NISA basics for foreign residents

Money / Tax · last updated Jun 19, 2026

Whether you're eligible, how the post-2024 NISA structure works, and what's changing again in 2026-2027.

This is general information, not legal, tax, immigration, or financial advice. Check official sources or consult a qualified professional.

Are you eligible?

You can open a NISA account if you're a Japanese tax resident (in practice, generally 183+ days in Japan in a calendar year), 18 or older, and have a Japanese bank account. One detail worth knowing: from January 1, 2026, you're treated as a Japanese tax resident from the start of the year regardless of exactly when you arrived in 2025 - which means some recent arrivals become NISA-eligible sooner than they'd expect.
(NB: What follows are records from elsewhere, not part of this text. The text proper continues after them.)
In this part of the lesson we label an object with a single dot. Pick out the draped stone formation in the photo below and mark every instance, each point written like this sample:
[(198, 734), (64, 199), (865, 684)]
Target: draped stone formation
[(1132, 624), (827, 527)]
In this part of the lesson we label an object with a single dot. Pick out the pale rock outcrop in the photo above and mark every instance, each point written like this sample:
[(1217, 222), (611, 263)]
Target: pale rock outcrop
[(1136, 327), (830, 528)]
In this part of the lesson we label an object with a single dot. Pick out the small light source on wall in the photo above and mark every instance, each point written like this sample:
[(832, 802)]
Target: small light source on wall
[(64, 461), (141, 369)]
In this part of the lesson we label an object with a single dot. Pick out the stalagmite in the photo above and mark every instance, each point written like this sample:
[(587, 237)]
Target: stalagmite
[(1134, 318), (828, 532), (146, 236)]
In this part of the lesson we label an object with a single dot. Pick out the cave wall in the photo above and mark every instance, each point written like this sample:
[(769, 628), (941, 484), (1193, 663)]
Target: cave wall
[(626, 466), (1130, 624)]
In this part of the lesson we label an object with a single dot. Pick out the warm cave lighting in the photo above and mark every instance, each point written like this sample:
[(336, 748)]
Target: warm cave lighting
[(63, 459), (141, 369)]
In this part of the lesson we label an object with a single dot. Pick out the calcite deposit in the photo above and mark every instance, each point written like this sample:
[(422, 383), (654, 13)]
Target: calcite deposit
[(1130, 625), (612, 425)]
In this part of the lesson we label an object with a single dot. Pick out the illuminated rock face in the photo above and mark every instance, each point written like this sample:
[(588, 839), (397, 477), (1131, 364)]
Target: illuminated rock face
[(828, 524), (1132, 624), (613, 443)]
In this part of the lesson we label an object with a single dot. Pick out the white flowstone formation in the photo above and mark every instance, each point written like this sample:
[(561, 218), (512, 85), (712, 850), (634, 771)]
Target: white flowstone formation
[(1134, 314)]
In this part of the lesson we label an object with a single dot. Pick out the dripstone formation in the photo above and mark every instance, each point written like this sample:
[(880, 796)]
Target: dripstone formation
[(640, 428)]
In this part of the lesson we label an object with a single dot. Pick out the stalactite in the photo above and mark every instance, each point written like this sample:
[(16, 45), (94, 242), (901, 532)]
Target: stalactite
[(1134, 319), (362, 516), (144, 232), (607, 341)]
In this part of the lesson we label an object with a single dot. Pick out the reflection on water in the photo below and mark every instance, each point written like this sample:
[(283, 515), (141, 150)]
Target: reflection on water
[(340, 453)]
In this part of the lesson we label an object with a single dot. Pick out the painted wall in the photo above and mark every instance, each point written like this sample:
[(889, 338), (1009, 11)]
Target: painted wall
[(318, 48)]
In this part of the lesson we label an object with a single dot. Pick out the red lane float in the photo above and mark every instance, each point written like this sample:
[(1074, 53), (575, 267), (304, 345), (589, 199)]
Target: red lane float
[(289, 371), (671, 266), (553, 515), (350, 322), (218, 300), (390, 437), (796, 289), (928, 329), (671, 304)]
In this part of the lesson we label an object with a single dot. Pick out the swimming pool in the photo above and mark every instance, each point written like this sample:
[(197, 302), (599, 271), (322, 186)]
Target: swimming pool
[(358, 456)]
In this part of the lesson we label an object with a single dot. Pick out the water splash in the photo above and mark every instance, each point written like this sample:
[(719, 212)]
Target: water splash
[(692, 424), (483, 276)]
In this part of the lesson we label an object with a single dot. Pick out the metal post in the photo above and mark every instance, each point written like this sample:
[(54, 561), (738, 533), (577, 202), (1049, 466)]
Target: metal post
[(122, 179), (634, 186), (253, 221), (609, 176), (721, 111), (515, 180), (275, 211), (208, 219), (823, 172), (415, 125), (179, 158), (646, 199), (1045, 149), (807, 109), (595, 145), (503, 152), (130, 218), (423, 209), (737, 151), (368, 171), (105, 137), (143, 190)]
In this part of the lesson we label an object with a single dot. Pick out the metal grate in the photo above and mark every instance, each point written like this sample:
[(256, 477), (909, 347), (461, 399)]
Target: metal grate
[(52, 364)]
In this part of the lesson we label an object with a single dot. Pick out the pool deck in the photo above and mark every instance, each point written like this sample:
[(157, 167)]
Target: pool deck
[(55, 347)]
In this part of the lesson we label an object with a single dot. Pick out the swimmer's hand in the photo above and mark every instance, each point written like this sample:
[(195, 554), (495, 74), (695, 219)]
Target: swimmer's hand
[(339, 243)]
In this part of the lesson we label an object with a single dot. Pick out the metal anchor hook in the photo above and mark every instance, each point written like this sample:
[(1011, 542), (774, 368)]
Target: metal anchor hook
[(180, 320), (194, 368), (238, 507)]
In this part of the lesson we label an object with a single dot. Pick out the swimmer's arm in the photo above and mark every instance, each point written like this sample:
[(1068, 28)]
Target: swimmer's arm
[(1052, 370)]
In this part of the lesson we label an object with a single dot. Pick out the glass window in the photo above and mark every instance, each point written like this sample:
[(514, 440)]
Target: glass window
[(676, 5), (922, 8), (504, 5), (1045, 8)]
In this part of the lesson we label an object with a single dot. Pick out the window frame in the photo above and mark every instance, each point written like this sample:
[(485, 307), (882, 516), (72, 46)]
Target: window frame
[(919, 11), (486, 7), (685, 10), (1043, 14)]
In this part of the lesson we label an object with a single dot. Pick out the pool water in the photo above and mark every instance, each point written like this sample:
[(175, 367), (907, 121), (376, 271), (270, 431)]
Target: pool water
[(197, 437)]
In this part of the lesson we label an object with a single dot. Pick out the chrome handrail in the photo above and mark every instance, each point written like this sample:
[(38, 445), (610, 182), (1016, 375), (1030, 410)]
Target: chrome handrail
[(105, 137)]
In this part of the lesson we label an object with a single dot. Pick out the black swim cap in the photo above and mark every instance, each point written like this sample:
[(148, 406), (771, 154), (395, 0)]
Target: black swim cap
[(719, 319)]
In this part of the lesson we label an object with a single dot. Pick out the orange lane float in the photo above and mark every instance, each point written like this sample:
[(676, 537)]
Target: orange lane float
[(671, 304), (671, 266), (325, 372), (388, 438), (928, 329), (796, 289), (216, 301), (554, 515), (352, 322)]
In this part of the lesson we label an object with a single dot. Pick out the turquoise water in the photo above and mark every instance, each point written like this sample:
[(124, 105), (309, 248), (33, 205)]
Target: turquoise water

How the current NISA works

The "new NISA" introduced in January 2024 made the program permanent, made the tax-free holding period indefinite, and substantially raised both the annual investment limit and the total tax-free holding limit compared to the pre-2024 version.

What might change next

Proposed enhancements for 2026-2027 - part of Japan's regular annual tax reform process - include opening NISA accounts to children from birth, with a proposed annual ceiling of ¥600,000 and a lifetime cap of ¥6,000,000 for that category. This was still working through the Diet as of mid-2026, so treat it as "proposed," not settled.

Practical checklist

  • Confirm your tax residency status before opening an account - this is the actual eligibility gate, not your visa type.
  • You'll need a Japanese bank account first; most brokerages won't open a NISA account without one already linked.
  • If you're also a US citizen or green card holder, talk to a tax advisor before using NISA - US tax treatment of foreign investment accounts has its own rules (PFIC) that can erase the benefit.